The fact that protecting property is cost-effective does not necessarily imply that it would be in the interest of society to do so. We must also consider the loss of natural shorelines and coastal wetlands that would result. Our results suggest that up to a point, the objectives of protecting wetlands and coastal property may be compatible. Abandoning developed areas would increase the area of surviving wetlands by only 5 to 10 percent--but at great cost. By contrast, limiting coastal protection to areas that are already developed (and allowing currently-undeveloped areas to flood) would increase the area of surviving coastal wetlands by 40 to 100 percent, depending on how much the sea rises.
Moreover, estimates in areal losses understate the differences in environmental impacts for the various policy options. Although a substantial loss would occur even if developed areas were abandoned, most of today's wetland shorelines would still have wetlands; the strip would simply be narrower. By contrast, protecting all mainland shorelines could leave our coastal wetlands confined to a small number of isolated reserves, a situation that humanity has already imposed on many terrestrial species.

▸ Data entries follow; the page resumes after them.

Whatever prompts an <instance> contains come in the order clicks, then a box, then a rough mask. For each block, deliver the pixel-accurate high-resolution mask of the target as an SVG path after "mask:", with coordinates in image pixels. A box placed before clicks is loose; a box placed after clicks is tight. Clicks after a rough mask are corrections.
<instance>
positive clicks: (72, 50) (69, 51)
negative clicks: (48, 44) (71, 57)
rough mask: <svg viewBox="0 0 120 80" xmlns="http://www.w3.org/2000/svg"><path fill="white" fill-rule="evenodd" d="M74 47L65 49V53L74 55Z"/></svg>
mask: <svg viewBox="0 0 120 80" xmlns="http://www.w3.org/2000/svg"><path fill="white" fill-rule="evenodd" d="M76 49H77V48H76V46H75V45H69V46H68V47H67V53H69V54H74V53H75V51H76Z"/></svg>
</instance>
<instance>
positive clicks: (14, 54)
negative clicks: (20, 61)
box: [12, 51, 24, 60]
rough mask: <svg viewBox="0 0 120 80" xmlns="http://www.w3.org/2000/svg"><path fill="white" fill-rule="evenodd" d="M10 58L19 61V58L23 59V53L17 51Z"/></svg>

Our results are consistent with the hypothesis of a 1987 study by the National Academy of Engineering that shore protection will be cost-effective for most developed areas (Dean et al., 1987). From the perspective of civil engineers, that study concluded that little action is necessary today because shore protection structures can be erected rapidly compared with the rate of sea level rise. However, the speed with which communities could build these structures is small comfort to the birds and fish whose habitat would be destroyed by doing so.
Sea level rise is an urgent issue for coastal environmental planners for the very reason that it lacks urgency for some directors of public works. If state and local governments fail to develop plans to protect the coastal environment as the sea rises, the public will almost certainly call upon engineers to protect their homes in the years to come.